Ingo Brüggenjürgen (DOMRADIO.DE-Chefredakteur): Wenn man das Wort "Synode" hört, denkt man in Deutschland schnell an die evangelische Kirche und an den Synodalen Weg, den sich die katholische Kirche verordnet hat, an Abstimmungen und verbindliche Beschlüsse.
Genau das ist diese Synode aber nicht. Auf der Synode werden grundsätzliche Fragen diskutiert, wie die Kirche sich für die Zukunft positionieren muss, wie sie sich aufstellen muss und wie man innerhalb der Kirche mit den gesellschaftlichen Herausforderungen zurechtkommt. Dafür hat der Papst seiner Kirche vor zwei Jahren die Synode verordnet.
In den Diözesen wurden die Gemeinden befragt, das wurde über alle Kontinente hinweg zusammengetragen und jetzt in Rom kommen seit der Befragung erstmalig alle zusammen. Hier wird gerade Weltkirche sichtbar. Im nächsten Jahr soll das Ganze abgeschlossen sein. Eventuell werden dann auch Ergebnisse anstehen.
DOMRADIO.DE: Papst Franziskus hat in seiner Predigt sehr deutlich gemacht, wie er die Zukunft der Kirche sieht. Was ist ihm wichtig?
Brüggenjürgen: Eine Kirche, die mit Barmherzigkeit auf die Menschen schaut. Er wünscht sich eine geschwisterliche Kirche, in der man aufeinander hört, in der man miteinander redet, sich gegenseitig ermutigt und vielen Menschen den Weg zum Glauben eröffnet.
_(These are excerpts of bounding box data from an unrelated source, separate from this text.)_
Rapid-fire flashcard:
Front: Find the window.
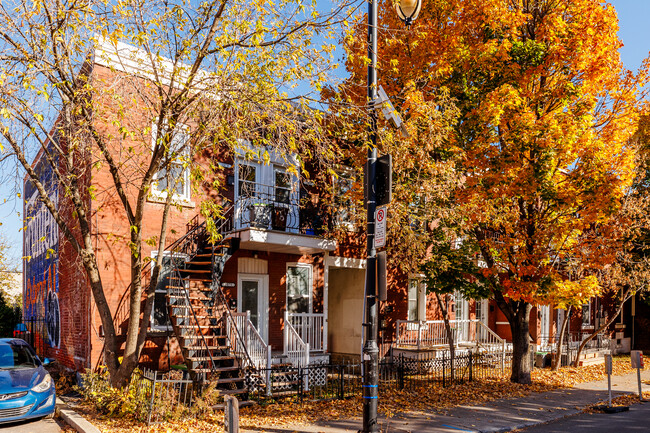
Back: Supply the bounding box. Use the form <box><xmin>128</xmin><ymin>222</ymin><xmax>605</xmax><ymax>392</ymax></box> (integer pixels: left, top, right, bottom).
<box><xmin>149</xmin><ymin>251</ymin><xmax>187</xmax><ymax>331</ymax></box>
<box><xmin>273</xmin><ymin>167</ymin><xmax>291</xmax><ymax>204</ymax></box>
<box><xmin>582</xmin><ymin>299</ymin><xmax>591</xmax><ymax>326</ymax></box>
<box><xmin>287</xmin><ymin>264</ymin><xmax>312</xmax><ymax>313</ymax></box>
<box><xmin>239</xmin><ymin>164</ymin><xmax>257</xmax><ymax>197</ymax></box>
<box><xmin>406</xmin><ymin>278</ymin><xmax>424</xmax><ymax>320</ymax></box>
<box><xmin>334</xmin><ymin>169</ymin><xmax>354</xmax><ymax>226</ymax></box>
<box><xmin>151</xmin><ymin>124</ymin><xmax>190</xmax><ymax>201</ymax></box>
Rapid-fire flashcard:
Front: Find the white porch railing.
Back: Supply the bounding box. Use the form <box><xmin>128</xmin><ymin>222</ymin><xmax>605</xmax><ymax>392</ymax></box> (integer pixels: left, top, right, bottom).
<box><xmin>396</xmin><ymin>320</ymin><xmax>505</xmax><ymax>349</ymax></box>
<box><xmin>284</xmin><ymin>313</ymin><xmax>309</xmax><ymax>367</ymax></box>
<box><xmin>226</xmin><ymin>311</ymin><xmax>271</xmax><ymax>368</ymax></box>
<box><xmin>284</xmin><ymin>311</ymin><xmax>327</xmax><ymax>352</ymax></box>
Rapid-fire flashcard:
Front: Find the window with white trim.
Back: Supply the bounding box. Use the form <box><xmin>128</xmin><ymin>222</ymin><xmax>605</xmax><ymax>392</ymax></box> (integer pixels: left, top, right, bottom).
<box><xmin>151</xmin><ymin>124</ymin><xmax>190</xmax><ymax>201</ymax></box>
<box><xmin>287</xmin><ymin>263</ymin><xmax>313</xmax><ymax>313</ymax></box>
<box><xmin>334</xmin><ymin>168</ymin><xmax>354</xmax><ymax>228</ymax></box>
<box><xmin>582</xmin><ymin>299</ymin><xmax>591</xmax><ymax>326</ymax></box>
<box><xmin>406</xmin><ymin>278</ymin><xmax>426</xmax><ymax>320</ymax></box>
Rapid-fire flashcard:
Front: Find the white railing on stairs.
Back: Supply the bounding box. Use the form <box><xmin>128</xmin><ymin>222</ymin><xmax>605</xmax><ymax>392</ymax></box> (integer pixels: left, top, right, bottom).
<box><xmin>284</xmin><ymin>312</ymin><xmax>309</xmax><ymax>367</ymax></box>
<box><xmin>396</xmin><ymin>320</ymin><xmax>504</xmax><ymax>349</ymax></box>
<box><xmin>226</xmin><ymin>312</ymin><xmax>271</xmax><ymax>369</ymax></box>
<box><xmin>284</xmin><ymin>311</ymin><xmax>327</xmax><ymax>352</ymax></box>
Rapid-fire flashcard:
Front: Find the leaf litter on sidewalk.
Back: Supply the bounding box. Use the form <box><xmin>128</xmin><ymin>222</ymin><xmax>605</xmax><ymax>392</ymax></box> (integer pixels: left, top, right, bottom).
<box><xmin>84</xmin><ymin>357</ymin><xmax>650</xmax><ymax>433</ymax></box>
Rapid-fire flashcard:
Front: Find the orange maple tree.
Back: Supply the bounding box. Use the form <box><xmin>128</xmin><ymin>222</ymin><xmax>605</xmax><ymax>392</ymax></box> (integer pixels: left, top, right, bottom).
<box><xmin>332</xmin><ymin>0</ymin><xmax>646</xmax><ymax>383</ymax></box>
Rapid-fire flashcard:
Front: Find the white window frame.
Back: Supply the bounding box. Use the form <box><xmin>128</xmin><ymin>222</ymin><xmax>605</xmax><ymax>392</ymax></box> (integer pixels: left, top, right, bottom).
<box><xmin>332</xmin><ymin>167</ymin><xmax>355</xmax><ymax>231</ymax></box>
<box><xmin>582</xmin><ymin>298</ymin><xmax>594</xmax><ymax>328</ymax></box>
<box><xmin>150</xmin><ymin>122</ymin><xmax>191</xmax><ymax>204</ymax></box>
<box><xmin>284</xmin><ymin>262</ymin><xmax>314</xmax><ymax>314</ymax></box>
<box><xmin>149</xmin><ymin>250</ymin><xmax>189</xmax><ymax>331</ymax></box>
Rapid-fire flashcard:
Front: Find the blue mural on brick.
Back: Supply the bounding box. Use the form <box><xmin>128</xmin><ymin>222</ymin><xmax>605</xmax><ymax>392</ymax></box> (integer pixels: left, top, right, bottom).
<box><xmin>23</xmin><ymin>148</ymin><xmax>61</xmax><ymax>348</ymax></box>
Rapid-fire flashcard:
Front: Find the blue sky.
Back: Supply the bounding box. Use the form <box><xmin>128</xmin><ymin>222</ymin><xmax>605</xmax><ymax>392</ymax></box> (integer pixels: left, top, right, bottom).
<box><xmin>0</xmin><ymin>0</ymin><xmax>650</xmax><ymax>265</ymax></box>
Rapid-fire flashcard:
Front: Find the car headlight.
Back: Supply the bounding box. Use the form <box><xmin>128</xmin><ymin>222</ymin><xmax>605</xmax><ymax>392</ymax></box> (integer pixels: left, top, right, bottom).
<box><xmin>32</xmin><ymin>374</ymin><xmax>52</xmax><ymax>392</ymax></box>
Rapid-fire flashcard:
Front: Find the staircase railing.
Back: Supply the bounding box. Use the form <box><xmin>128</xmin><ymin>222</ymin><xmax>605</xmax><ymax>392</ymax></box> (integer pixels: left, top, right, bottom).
<box><xmin>284</xmin><ymin>311</ymin><xmax>309</xmax><ymax>390</ymax></box>
<box><xmin>167</xmin><ymin>268</ymin><xmax>216</xmax><ymax>379</ymax></box>
<box><xmin>95</xmin><ymin>216</ymin><xmax>211</xmax><ymax>368</ymax></box>
<box><xmin>285</xmin><ymin>312</ymin><xmax>327</xmax><ymax>352</ymax></box>
<box><xmin>284</xmin><ymin>312</ymin><xmax>309</xmax><ymax>367</ymax></box>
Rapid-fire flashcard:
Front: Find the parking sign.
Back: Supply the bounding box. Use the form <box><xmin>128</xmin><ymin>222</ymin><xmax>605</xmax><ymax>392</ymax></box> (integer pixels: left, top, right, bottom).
<box><xmin>375</xmin><ymin>206</ymin><xmax>388</xmax><ymax>248</ymax></box>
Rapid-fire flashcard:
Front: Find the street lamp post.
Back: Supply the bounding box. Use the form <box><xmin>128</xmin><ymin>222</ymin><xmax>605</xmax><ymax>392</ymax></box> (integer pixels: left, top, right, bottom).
<box><xmin>362</xmin><ymin>0</ymin><xmax>422</xmax><ymax>433</ymax></box>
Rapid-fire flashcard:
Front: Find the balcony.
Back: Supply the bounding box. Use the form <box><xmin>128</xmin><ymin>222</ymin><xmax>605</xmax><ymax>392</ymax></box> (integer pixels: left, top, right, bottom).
<box><xmin>233</xmin><ymin>182</ymin><xmax>336</xmax><ymax>254</ymax></box>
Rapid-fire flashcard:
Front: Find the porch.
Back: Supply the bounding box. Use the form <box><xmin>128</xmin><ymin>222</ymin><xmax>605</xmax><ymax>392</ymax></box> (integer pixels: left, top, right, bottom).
<box><xmin>228</xmin><ymin>311</ymin><xmax>329</xmax><ymax>369</ymax></box>
<box><xmin>393</xmin><ymin>320</ymin><xmax>508</xmax><ymax>352</ymax></box>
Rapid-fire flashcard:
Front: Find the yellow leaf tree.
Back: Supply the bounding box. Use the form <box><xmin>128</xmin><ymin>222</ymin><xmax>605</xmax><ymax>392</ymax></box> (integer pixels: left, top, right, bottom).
<box><xmin>0</xmin><ymin>0</ymin><xmax>350</xmax><ymax>387</ymax></box>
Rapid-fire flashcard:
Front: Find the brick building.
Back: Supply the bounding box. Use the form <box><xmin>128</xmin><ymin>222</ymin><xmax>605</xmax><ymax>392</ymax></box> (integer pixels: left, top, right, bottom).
<box><xmin>24</xmin><ymin>37</ymin><xmax>612</xmax><ymax>384</ymax></box>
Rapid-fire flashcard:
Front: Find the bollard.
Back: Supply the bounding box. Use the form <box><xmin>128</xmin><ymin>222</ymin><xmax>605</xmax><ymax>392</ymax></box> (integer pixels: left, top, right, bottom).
<box><xmin>223</xmin><ymin>395</ymin><xmax>239</xmax><ymax>433</ymax></box>
<box><xmin>605</xmin><ymin>355</ymin><xmax>612</xmax><ymax>407</ymax></box>
<box><xmin>630</xmin><ymin>350</ymin><xmax>643</xmax><ymax>402</ymax></box>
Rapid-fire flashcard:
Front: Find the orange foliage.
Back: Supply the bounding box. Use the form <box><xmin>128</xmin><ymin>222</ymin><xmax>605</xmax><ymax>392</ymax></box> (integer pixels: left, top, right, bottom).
<box><xmin>338</xmin><ymin>0</ymin><xmax>647</xmax><ymax>306</ymax></box>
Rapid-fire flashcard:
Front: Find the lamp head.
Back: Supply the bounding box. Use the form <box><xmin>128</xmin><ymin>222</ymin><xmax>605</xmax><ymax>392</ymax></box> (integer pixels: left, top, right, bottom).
<box><xmin>395</xmin><ymin>0</ymin><xmax>422</xmax><ymax>27</ymax></box>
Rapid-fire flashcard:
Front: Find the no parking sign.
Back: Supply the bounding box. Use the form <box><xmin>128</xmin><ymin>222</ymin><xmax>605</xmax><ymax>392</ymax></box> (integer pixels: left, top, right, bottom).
<box><xmin>375</xmin><ymin>206</ymin><xmax>388</xmax><ymax>248</ymax></box>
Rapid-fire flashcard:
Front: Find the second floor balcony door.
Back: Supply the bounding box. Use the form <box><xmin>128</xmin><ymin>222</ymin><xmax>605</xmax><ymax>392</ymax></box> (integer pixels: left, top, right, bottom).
<box><xmin>235</xmin><ymin>160</ymin><xmax>300</xmax><ymax>233</ymax></box>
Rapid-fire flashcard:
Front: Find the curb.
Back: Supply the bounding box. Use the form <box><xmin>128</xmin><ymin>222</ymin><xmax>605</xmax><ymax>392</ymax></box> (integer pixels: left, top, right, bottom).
<box><xmin>55</xmin><ymin>397</ymin><xmax>101</xmax><ymax>433</ymax></box>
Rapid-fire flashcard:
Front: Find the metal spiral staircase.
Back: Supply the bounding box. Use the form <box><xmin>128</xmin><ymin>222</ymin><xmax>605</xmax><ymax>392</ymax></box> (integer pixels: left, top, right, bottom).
<box><xmin>167</xmin><ymin>208</ymin><xmax>250</xmax><ymax>400</ymax></box>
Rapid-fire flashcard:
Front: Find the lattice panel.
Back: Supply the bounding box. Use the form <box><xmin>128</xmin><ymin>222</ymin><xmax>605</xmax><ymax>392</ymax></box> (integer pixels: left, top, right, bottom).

Er hat auch ganz deutlich gemacht, was er nicht will. Ideologische Grabenkämpfe. Er will hier kein polarisierendes Parlament. Das ist nicht sein Reformplan. Er will eine Kirche, die für alle offen ist. Das geht aber nicht – so der Papst wörtlich – mit einer starren Kirche, die sich von der Welt völlig abschottet und auch nicht mit einer lauen Kirche, die der Moderne alles gibt. Er will eine lebendige Kirche und das hat er hier lautstark auf seine eigene Art und Weise ins Wort gebracht.
DOMRADIO.DE: Was können wir uns denn vom heutigen Tag noch erhoffen? Werden die Teilnehmer der Synode heute schon mit ihrer Sitzung beginnen?
Brüggenjürgen: Das geht heute los und die nächsten knapp drei Wochen geht es hier nur darum, dass man dieses 72-Arbeitsinstrument, so heißt das Papier, dass im Vorfeld erstellt wurde, abarbeitet. Man trifft sich hier in der Audienz-Halle. Hier ist man eigentlich gewohnt, dass vorne einer spricht und alle zuhören.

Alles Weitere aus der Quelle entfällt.